If we believe that those responsible for providing a service may not be compliant with the necessary regulations and or national standards, we can take a number of actions in response such as:
Carry out a planned inspection:
Use the information on the next inspection planned for the service.
Request more information
Ask the responsible person for more information on the general issues of concern (not related to an individual person, patient, resident or child).
Request a plan
Request the responsible person to provide a plan on how they will address any identified issues.
Carry out a risk-based inspection
Carry out a risk-based inspection or a focused inspection to assess the quality and safety of care provided to those using the service.
In addition, where the information indicates that people may be at immediate risk, HIQA will use its full legal powers and report the incident, where appropriate, to the Gardaí, the Child and Family Agency (Tusla) or the Health Service Executive (HSE’s) Adult Safeguarding Team.
What does HIQA do with unsolicited information on services outside of our remit?
HIQA also receives information about services that are not within our remit (see below). When this happens we direct the person to the organisation best placed to address the complaint — the provider of the service, the Ombudsman or the Ombudsman for Children. All immediate and or serious safeguarding concerns are referred directly to either Tusla, the HSE’s Adult Safeguarding Team or the Mental Health Commission.
How to contact us
Unsolicited information can be shared with HIQA by phone, or in writing by email or by post.
Phone: (021) 2409646
Post: Concerns, HIQA, George’s Court, George’s Lane, Smithfield, Dublin 7.
HIQA has developed a series of information booklets on how to provide feedback or make a complaint about services within our remit. These are available on HIQA’s website:
- Nursing homes here
- Residential services for people with a disability here
- Healthcare services here
- Children’s residential, foster care, child protection and welfare services and Oberstown Children Detention Campus here
Under the Health Act 2007, services that are currently within HIQA’s remit are:
- designated centres for older people (nursing homes)
- designated centres for adults and children with a disability
- providers (undertakings) of medical exposures to ionising radiation
- publicly funded acute, community and rehabilitation hospitals
- special care units for children
- statutory children’s residential centres
- statutory and private foster care services
- Tusla’s child protection and welfare services.
How to make a complaint about a service:
If you are unhappy with care or treatment you have received you have the right to make a complaint directly to the service provider, have that complaint investigated and be given a full and prompt reply.

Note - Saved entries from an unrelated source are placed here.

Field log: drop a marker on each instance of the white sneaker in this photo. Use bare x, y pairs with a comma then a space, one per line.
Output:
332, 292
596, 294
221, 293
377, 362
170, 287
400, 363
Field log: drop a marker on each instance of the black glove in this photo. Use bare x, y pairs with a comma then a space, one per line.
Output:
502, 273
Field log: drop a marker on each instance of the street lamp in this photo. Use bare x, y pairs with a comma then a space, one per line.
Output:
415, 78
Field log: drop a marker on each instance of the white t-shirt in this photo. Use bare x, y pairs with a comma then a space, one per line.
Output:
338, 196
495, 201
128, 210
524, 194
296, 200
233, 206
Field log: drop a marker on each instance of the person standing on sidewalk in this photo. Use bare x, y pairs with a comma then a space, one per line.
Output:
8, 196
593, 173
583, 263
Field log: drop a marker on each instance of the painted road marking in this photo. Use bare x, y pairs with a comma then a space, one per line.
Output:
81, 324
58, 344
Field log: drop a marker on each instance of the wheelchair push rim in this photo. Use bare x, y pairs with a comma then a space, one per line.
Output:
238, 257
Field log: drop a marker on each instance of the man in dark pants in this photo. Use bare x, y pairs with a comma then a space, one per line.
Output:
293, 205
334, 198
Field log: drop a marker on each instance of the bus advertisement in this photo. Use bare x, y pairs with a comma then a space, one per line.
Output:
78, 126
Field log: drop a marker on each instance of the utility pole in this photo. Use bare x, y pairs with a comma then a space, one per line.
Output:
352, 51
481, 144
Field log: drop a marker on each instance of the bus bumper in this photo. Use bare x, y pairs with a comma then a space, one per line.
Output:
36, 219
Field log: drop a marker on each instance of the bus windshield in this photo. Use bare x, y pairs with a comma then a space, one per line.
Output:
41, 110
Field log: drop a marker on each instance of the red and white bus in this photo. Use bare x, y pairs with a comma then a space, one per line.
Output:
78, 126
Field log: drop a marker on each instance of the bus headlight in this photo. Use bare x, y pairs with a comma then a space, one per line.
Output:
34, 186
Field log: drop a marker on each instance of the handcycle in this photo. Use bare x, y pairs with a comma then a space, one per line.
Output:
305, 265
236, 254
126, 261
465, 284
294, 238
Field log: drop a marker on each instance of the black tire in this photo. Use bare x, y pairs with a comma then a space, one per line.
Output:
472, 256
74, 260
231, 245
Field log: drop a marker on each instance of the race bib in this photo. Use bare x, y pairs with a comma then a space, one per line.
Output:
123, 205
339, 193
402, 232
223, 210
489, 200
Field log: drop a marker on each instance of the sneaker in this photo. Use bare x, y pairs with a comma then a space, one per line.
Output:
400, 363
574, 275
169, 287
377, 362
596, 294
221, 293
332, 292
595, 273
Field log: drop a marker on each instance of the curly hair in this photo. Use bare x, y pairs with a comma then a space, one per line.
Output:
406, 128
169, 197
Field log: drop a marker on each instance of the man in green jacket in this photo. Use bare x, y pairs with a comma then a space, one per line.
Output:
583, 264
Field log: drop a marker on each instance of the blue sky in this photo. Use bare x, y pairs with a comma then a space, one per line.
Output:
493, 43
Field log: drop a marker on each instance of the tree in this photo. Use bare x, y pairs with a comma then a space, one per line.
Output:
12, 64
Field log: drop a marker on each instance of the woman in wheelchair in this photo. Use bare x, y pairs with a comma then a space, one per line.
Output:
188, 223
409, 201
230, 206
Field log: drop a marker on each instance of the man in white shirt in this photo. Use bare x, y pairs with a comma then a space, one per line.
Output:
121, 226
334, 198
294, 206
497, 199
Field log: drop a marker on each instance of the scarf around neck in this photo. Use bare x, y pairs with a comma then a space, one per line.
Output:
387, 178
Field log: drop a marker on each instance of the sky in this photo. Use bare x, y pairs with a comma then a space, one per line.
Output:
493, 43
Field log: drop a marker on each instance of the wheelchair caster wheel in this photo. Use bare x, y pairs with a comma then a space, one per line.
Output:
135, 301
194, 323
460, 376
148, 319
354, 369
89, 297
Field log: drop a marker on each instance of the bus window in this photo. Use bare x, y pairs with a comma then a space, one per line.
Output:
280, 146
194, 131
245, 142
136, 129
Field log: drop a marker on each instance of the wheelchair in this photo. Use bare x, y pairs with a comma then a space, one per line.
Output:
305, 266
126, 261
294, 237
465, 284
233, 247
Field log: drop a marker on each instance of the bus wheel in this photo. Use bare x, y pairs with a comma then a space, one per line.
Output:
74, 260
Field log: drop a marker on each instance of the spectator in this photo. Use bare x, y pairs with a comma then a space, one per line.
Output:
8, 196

By law, all health and personal social care services must have a procedure for dealing efficiently with complaints. The person or organisation that is providing a service is responsible for investigating your concern.
If you have a complaint you should first:
- speak with the staff providing the care who may be able to resolve your concern at this point
- ask the service for a copy of their complaints procedure.

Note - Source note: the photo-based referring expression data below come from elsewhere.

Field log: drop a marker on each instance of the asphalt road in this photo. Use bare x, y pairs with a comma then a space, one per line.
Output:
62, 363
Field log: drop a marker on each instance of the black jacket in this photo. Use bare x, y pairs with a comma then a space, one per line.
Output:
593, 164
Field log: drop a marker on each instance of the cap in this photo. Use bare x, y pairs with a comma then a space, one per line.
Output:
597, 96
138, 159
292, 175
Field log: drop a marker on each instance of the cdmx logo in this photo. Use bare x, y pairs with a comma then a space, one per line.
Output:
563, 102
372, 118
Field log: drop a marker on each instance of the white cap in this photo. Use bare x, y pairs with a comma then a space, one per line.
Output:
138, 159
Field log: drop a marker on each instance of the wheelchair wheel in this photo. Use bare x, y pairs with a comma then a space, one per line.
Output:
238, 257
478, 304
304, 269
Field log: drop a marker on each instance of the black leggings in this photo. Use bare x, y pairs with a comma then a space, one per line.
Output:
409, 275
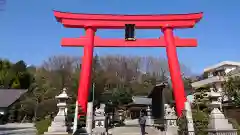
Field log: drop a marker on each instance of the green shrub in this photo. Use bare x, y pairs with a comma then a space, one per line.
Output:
42, 125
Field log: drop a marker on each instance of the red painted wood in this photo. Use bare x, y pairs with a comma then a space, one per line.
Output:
151, 42
110, 21
116, 17
86, 70
121, 24
175, 71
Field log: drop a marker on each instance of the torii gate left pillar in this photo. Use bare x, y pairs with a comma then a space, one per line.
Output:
92, 22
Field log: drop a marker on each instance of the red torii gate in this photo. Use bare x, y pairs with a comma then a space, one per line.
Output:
92, 22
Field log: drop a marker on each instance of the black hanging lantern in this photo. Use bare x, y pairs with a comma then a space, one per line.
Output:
130, 32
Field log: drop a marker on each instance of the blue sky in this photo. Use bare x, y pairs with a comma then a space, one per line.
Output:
29, 31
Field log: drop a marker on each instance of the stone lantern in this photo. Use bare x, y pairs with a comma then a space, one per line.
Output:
217, 121
58, 125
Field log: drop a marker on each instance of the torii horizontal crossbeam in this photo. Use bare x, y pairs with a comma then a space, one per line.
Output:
147, 42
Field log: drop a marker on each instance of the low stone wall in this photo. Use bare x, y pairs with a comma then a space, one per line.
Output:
18, 129
232, 112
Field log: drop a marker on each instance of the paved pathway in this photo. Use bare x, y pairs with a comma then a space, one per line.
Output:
132, 128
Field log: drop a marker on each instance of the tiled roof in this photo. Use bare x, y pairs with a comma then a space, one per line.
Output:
141, 100
9, 96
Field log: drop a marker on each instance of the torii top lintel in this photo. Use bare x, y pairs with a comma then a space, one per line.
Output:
111, 21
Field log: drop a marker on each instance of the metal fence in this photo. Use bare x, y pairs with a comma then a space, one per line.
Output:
212, 132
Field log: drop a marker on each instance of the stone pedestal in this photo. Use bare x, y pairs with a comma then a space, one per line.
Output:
170, 117
99, 120
58, 125
188, 115
150, 120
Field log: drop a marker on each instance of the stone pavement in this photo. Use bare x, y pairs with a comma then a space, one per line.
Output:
18, 129
132, 128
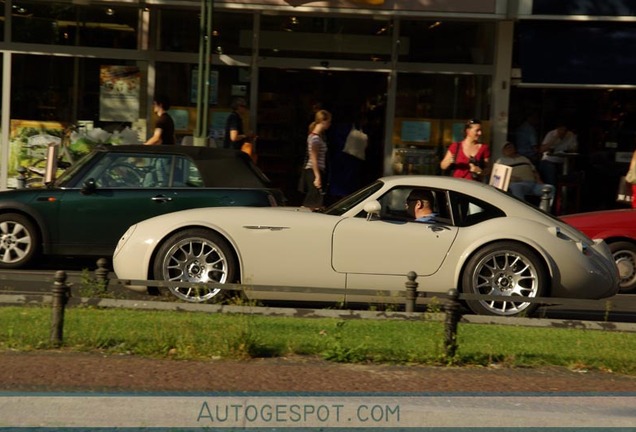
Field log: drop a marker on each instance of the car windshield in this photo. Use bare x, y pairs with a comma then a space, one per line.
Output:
69, 173
352, 200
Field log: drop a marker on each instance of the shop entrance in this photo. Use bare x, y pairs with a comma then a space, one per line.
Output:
286, 102
605, 123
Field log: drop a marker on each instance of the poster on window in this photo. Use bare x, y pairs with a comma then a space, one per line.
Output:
119, 93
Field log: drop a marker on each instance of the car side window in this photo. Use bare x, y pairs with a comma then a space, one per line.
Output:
131, 171
394, 205
469, 211
186, 173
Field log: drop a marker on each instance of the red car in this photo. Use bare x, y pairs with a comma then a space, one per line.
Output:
618, 229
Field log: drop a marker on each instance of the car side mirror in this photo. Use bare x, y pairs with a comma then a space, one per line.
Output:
373, 209
89, 187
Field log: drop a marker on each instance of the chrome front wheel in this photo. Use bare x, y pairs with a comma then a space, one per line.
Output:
504, 269
198, 256
18, 241
625, 257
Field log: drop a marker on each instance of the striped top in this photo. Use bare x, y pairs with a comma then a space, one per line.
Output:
316, 141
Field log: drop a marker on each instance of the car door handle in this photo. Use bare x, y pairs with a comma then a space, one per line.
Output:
437, 228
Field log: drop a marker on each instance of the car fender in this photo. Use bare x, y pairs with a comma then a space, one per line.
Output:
476, 237
31, 213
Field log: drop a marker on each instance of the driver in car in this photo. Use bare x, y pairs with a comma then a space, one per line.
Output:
420, 204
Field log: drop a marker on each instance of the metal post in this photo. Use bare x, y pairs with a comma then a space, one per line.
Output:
61, 293
101, 273
545, 199
411, 291
21, 179
453, 315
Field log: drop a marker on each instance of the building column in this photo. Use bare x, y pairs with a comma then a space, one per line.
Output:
501, 86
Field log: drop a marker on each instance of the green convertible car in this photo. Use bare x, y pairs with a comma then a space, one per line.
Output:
87, 209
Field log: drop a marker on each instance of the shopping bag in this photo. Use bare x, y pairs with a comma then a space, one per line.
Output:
624, 193
248, 148
500, 177
631, 176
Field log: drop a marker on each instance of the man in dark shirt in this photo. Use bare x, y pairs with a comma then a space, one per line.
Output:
164, 127
234, 133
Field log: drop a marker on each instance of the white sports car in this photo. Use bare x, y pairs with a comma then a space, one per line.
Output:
482, 241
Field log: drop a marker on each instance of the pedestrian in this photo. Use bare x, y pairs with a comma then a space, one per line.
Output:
527, 139
632, 178
315, 165
524, 179
164, 126
559, 140
235, 135
469, 158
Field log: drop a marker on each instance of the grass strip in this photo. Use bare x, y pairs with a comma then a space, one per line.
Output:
202, 336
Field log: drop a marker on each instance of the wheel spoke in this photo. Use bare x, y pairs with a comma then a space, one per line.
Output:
195, 260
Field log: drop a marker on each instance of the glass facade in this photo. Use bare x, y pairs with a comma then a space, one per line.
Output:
61, 23
339, 62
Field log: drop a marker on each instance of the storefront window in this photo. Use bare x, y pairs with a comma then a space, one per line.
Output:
438, 41
67, 24
44, 89
324, 37
431, 110
179, 31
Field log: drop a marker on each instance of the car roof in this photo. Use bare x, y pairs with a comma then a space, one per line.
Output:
218, 167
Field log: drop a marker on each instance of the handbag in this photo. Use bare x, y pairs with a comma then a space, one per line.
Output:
624, 193
356, 143
631, 175
449, 171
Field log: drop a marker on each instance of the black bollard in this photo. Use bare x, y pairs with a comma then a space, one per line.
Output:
61, 293
411, 292
101, 274
453, 314
21, 179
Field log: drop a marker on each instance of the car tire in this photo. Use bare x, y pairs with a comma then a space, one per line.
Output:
504, 269
195, 255
625, 256
19, 241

When you make a complaint or communicate your concerns to the person or people providing a healthcare service they must:
- acknowledge your complaint or concern
- look into and investigate your complaint or concern
- let you know what they found
- respond to you in a timely manner.
If you think a crime has been committed or someone is in danger, contact an Garda Síochána.
HIQA’s privacy notice (here) sets out how we process all personal data that we generate and hold in the course of our work.